Хижина дяди Тома, стр. 63

– Сэмбо, – сказал Легри, – отведи этих молодцов в поселок. А вот эту красавицу я привез тебе. – Он снял кандалы с мулатки и толкнул ее к нему. – Я своих обещаний не забываю.

Мулатка в ужасе отпрянула от Сэмбо.

– Что вы, хозяин! У меня муж остался в Новом Орлеане!

– Подумаешь, важность! Я тебе другого дам. Не рассуждать! Ступай! – крикнул Легри, замахиваясь на нее бичом.

– А ты пойдешь со мной, – обратился он к Эммелине.

Чье-то смуглое, искаженное злобой лицо мелькнуло в окне дома, и когда Легри распахнул дверь, ведущую с веранды в комнаты, там раздался властный женский голос. До Тома, с тревогой смотревшего вслед Эммелине, донесся сердитый окрик хозяина:

– Молчать! Что хочу, то и делаю!

Но больше он ничего не расслышал, так как Сэмбо погнал их всех в поселок.
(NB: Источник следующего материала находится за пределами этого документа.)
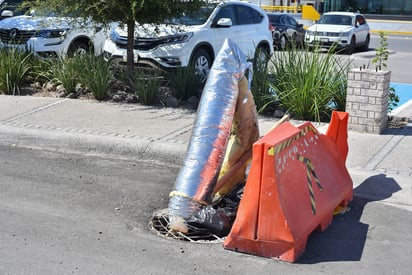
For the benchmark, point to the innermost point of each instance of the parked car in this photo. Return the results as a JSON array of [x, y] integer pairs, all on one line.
[[9, 8], [51, 35], [286, 30], [346, 30], [194, 39]]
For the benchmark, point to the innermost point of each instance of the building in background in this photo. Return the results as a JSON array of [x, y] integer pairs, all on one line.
[[396, 8]]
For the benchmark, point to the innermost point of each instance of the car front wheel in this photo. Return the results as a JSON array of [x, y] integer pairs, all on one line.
[[366, 45], [261, 58], [352, 46], [78, 48], [201, 63]]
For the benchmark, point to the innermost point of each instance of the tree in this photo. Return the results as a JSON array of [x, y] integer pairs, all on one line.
[[126, 12]]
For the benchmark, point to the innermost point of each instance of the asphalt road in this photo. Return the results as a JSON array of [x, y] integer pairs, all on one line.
[[66, 213]]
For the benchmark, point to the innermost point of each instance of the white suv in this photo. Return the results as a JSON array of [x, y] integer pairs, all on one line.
[[51, 36], [346, 30], [196, 38]]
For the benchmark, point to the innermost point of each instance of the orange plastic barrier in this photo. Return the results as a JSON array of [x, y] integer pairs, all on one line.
[[296, 181]]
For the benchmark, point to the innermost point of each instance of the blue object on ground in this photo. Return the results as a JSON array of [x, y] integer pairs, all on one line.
[[404, 92]]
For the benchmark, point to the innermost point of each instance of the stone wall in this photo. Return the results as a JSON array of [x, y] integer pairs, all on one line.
[[367, 100]]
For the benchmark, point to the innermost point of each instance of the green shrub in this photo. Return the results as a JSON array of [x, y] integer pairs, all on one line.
[[66, 71], [14, 69], [41, 69], [263, 94], [310, 84], [145, 84], [95, 74], [184, 82]]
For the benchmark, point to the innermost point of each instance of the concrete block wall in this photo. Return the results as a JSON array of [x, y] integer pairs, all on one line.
[[367, 100]]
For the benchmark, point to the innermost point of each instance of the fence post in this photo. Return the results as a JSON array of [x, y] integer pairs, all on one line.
[[367, 100]]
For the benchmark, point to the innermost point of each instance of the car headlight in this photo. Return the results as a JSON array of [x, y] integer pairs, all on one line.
[[114, 36], [178, 38], [52, 33], [308, 32], [345, 34]]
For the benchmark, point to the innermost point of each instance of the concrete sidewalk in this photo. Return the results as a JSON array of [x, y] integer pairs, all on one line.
[[372, 238], [136, 131]]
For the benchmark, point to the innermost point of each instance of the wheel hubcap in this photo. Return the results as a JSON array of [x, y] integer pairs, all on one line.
[[202, 68]]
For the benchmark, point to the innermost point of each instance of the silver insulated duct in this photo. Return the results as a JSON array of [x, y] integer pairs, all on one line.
[[210, 135]]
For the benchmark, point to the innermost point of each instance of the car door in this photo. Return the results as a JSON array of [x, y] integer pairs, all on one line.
[[247, 29], [221, 32], [361, 29], [298, 29]]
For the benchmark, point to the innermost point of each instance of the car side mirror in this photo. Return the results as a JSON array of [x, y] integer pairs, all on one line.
[[224, 23], [6, 13]]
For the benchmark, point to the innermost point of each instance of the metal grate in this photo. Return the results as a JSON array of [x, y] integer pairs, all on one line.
[[159, 224]]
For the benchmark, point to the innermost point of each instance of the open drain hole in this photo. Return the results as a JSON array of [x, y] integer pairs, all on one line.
[[159, 224]]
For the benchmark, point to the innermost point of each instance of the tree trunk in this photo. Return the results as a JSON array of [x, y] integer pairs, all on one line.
[[130, 45]]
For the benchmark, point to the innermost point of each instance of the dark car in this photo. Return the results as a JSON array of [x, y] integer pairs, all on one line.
[[9, 8], [285, 30]]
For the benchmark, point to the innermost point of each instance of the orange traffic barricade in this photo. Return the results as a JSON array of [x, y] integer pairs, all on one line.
[[297, 179]]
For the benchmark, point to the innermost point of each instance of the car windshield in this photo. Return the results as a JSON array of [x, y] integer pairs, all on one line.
[[197, 17], [335, 19], [274, 18]]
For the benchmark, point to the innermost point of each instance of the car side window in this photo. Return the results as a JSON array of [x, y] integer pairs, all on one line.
[[225, 12], [244, 15], [257, 17], [360, 20], [292, 21], [283, 20]]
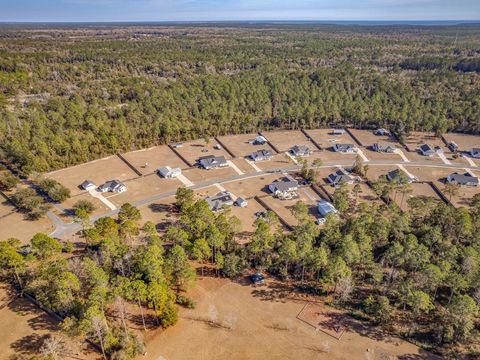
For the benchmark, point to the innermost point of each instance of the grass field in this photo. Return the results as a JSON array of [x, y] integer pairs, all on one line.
[[155, 157], [284, 140], [234, 320], [240, 146], [98, 171], [192, 150]]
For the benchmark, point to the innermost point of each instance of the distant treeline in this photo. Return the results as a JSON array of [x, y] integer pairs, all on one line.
[[83, 93]]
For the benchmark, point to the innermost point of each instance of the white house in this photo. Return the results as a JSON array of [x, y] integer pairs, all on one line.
[[115, 186], [284, 188], [325, 208], [466, 179], [300, 150], [475, 153], [168, 173], [261, 155], [344, 148], [88, 185], [212, 162]]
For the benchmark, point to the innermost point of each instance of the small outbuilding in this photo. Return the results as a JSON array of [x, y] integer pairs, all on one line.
[[168, 173], [88, 185]]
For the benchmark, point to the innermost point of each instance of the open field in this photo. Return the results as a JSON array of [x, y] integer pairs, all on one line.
[[160, 213], [99, 171], [261, 323], [284, 140], [255, 186], [464, 141], [155, 157], [326, 140], [367, 138], [239, 145], [278, 161], [193, 150], [247, 216], [14, 225], [142, 188], [437, 176], [283, 207], [366, 195], [197, 175], [28, 327]]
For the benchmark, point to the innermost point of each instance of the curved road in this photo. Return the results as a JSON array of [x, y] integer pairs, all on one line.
[[63, 229]]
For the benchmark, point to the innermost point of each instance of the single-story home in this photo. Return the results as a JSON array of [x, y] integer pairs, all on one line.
[[220, 200], [300, 150], [428, 150], [212, 162], [337, 132], [261, 155], [340, 177], [113, 186], [259, 140], [325, 208], [344, 148], [475, 153], [168, 173], [399, 176], [387, 148], [381, 132], [462, 179], [88, 185], [283, 188], [453, 147], [241, 202]]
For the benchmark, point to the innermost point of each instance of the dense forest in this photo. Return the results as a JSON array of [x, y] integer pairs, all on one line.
[[415, 274], [68, 95]]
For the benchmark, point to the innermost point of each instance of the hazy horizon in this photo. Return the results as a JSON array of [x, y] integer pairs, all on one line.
[[27, 11]]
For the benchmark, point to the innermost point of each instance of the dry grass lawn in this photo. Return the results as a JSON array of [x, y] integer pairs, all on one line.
[[234, 320], [155, 157], [99, 171]]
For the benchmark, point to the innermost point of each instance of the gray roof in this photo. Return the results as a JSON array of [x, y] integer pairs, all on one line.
[[285, 185], [343, 147], [212, 161], [300, 149], [339, 177], [218, 201], [462, 179]]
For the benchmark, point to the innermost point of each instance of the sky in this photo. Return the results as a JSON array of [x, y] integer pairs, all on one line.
[[217, 10]]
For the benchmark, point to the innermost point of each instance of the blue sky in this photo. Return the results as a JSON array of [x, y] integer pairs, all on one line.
[[199, 10]]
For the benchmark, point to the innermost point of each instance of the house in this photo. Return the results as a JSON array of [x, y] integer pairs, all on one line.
[[399, 176], [88, 185], [452, 146], [381, 132], [462, 179], [337, 132], [284, 188], [427, 150], [168, 173], [259, 140], [212, 162], [325, 208], [241, 202], [220, 200], [115, 186], [261, 155], [384, 148], [475, 153], [344, 148], [340, 177], [300, 150]]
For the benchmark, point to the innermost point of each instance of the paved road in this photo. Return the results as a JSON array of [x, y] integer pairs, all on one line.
[[63, 229]]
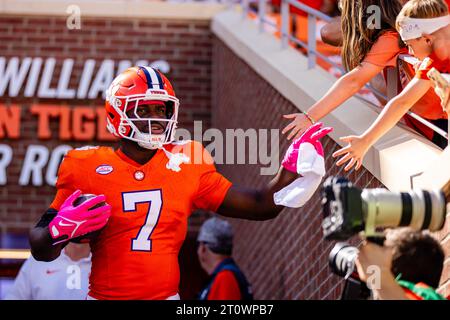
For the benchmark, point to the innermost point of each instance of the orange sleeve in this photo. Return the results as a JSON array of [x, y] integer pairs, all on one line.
[[385, 50], [225, 287], [213, 187], [426, 65], [64, 183]]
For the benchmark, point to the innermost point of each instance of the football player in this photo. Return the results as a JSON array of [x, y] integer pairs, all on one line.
[[147, 187]]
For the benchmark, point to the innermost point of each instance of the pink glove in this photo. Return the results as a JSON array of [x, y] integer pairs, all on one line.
[[312, 136], [72, 222]]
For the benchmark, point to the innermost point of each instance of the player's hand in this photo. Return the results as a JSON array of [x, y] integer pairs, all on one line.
[[298, 125], [354, 152], [312, 135], [74, 221]]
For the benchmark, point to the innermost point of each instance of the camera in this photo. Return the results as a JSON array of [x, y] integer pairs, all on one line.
[[348, 210], [341, 261]]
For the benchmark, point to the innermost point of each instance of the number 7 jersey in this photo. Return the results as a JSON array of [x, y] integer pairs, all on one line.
[[136, 255]]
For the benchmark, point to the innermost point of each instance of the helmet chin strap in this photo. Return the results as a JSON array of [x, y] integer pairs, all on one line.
[[175, 159], [147, 143]]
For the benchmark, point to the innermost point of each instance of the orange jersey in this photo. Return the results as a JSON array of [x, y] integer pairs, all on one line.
[[136, 255]]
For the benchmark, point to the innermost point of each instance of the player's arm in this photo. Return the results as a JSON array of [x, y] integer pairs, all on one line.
[[253, 204], [57, 228], [260, 204]]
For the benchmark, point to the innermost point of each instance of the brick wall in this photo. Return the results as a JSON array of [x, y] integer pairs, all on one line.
[[284, 258], [185, 45]]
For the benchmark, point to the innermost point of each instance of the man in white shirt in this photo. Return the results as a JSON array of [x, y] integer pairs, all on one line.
[[65, 278]]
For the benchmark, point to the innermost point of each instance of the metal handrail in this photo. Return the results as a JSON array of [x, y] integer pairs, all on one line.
[[313, 54]]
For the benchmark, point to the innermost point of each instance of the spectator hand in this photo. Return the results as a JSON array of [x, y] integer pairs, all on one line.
[[444, 94], [354, 151], [298, 125], [72, 222]]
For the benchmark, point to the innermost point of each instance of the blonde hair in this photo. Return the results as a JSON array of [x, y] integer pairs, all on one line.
[[422, 9], [358, 38]]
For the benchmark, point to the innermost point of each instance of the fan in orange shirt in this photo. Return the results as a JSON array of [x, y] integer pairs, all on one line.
[[151, 185]]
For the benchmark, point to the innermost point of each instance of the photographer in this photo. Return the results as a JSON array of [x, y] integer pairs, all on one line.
[[410, 265]]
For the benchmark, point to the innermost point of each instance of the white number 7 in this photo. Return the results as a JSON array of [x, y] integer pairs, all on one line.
[[142, 241]]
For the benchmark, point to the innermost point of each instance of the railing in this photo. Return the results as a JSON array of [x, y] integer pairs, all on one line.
[[313, 54]]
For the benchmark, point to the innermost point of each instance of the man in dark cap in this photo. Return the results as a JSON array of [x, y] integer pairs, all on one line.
[[226, 281]]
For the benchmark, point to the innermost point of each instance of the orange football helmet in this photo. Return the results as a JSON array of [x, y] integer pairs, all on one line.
[[128, 90]]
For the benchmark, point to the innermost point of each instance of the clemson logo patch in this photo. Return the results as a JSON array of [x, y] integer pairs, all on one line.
[[104, 169]]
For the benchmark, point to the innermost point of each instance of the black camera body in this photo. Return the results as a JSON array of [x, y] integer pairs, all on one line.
[[342, 209], [349, 210]]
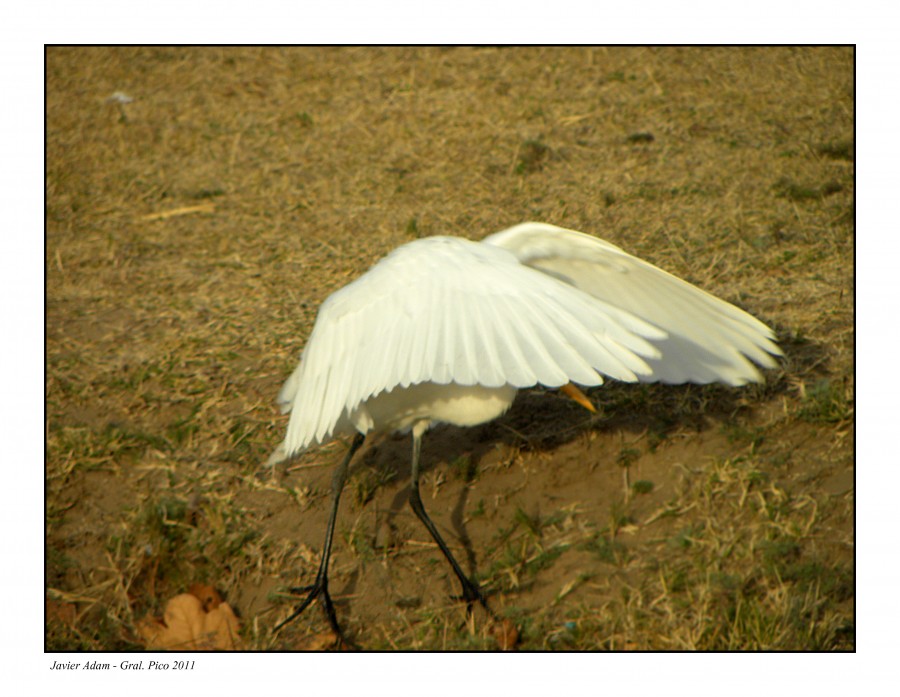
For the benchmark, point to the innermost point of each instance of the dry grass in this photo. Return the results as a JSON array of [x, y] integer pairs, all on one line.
[[193, 232]]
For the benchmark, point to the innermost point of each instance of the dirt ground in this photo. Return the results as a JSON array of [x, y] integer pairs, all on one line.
[[202, 203]]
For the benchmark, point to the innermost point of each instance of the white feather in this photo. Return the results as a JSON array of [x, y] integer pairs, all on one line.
[[445, 329]]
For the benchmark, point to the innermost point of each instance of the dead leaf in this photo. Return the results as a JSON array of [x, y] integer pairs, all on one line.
[[186, 626], [319, 642], [506, 635], [60, 612], [208, 595]]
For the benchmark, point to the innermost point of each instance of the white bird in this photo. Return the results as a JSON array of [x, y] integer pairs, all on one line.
[[446, 330]]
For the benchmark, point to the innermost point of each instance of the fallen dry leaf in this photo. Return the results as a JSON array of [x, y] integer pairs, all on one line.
[[318, 642], [61, 612], [506, 635], [186, 626], [208, 595]]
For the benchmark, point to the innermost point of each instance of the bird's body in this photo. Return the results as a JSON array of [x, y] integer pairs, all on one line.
[[444, 329]]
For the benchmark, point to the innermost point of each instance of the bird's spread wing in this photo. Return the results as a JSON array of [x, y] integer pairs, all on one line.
[[444, 309], [707, 339]]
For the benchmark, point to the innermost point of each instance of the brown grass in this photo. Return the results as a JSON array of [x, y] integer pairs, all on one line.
[[193, 232]]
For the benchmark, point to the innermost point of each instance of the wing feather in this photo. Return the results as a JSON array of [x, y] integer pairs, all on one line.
[[706, 339], [447, 310]]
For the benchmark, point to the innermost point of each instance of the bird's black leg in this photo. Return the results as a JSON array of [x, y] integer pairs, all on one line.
[[319, 588], [471, 591]]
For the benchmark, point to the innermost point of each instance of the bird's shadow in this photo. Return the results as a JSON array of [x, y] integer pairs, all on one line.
[[542, 420]]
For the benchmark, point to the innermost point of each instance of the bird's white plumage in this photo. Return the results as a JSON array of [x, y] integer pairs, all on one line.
[[445, 329]]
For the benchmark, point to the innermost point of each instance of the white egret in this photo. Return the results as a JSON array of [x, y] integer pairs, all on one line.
[[446, 330]]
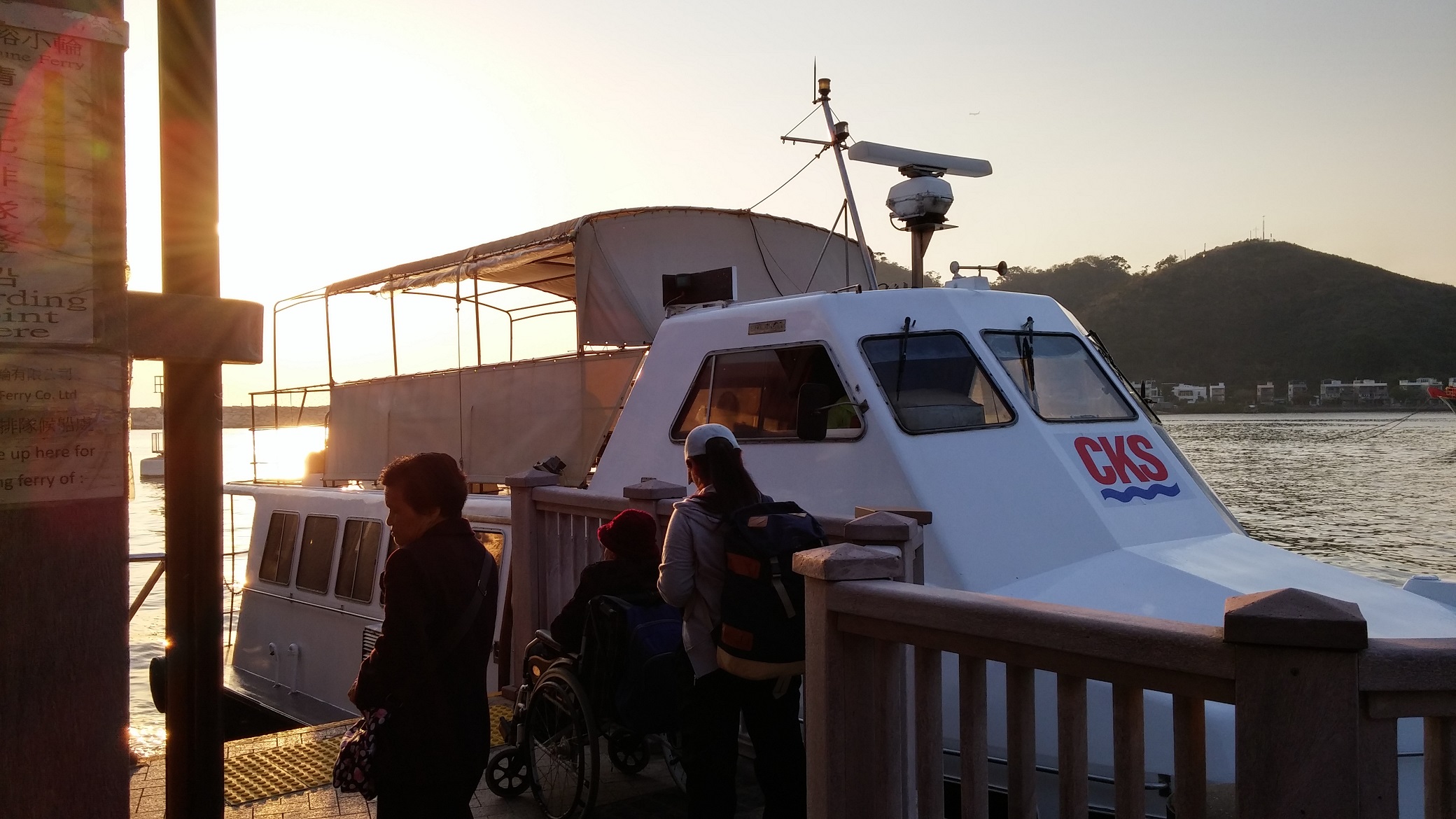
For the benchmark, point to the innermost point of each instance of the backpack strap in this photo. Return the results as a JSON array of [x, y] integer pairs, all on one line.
[[776, 578]]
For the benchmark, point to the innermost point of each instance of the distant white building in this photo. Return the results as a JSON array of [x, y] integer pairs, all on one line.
[[1190, 394], [1420, 385], [1149, 391], [1359, 391]]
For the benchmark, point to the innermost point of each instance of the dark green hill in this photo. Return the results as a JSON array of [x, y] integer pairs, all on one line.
[[1257, 311]]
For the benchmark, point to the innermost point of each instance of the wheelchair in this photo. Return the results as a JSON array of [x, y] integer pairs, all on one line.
[[566, 706]]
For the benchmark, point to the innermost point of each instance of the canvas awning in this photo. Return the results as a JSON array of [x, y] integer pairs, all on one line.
[[610, 264]]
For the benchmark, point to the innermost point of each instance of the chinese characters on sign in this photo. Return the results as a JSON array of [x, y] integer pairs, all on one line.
[[46, 188], [62, 426]]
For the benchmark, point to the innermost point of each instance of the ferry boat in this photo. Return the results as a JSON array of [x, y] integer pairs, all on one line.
[[996, 412]]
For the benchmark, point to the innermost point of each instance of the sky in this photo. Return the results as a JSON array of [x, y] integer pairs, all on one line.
[[361, 134]]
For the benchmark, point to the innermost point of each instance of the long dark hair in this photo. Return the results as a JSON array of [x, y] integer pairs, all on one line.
[[721, 467]]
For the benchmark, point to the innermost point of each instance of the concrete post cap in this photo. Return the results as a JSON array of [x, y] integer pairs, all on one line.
[[1295, 618]]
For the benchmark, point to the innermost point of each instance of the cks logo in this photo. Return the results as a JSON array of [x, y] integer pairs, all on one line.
[[1124, 459]]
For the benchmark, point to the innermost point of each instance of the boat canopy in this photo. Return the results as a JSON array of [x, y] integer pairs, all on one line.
[[609, 269], [612, 264]]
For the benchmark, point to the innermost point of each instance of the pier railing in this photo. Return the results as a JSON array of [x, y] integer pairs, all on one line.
[[1315, 701]]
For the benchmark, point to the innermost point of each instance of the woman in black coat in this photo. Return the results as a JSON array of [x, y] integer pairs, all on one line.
[[433, 745]]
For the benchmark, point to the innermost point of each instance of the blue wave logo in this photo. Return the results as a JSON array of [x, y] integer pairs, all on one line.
[[1147, 493]]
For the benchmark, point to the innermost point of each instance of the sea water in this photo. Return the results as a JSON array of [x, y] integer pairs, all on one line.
[[1369, 491]]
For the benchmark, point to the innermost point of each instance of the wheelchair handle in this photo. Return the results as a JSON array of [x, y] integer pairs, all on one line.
[[545, 637]]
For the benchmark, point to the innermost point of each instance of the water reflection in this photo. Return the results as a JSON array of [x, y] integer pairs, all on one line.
[[1354, 490]]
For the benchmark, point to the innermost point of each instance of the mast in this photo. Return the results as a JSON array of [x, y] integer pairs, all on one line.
[[838, 133]]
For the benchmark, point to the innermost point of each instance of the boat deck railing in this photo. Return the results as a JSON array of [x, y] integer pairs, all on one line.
[[1315, 700]]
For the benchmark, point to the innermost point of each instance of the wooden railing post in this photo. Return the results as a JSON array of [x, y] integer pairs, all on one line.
[[648, 496], [920, 774], [846, 726], [524, 570], [1296, 696]]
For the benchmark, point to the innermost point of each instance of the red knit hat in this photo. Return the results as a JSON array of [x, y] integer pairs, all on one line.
[[632, 533]]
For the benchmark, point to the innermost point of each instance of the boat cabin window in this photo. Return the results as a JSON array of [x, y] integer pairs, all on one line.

Сердце у Тома сжалось, когда перед ним показались два ряда убогих, ветхих лачуг, стоявших далеко от господского дома. Он утешал себя мыслью, что ему дадут хижину, пусть бедную, но такую, где можно будет навести порядок и спокойно проводить свободные от работы часы. А в этих лачугах ничего не было – четыре стены и куча грязной соломы на земляном полу, утоптанном ногами их прежних обитателей.

– В какой же я буду жить? – покорно спросил он Сэмбо.

– Не знаю… Да вот хоть в этой, – ответил тот. – Здесь, кажется, одно место не занято. Остальные битком набиты. И куда я вас всех дену, просто ума не приложу!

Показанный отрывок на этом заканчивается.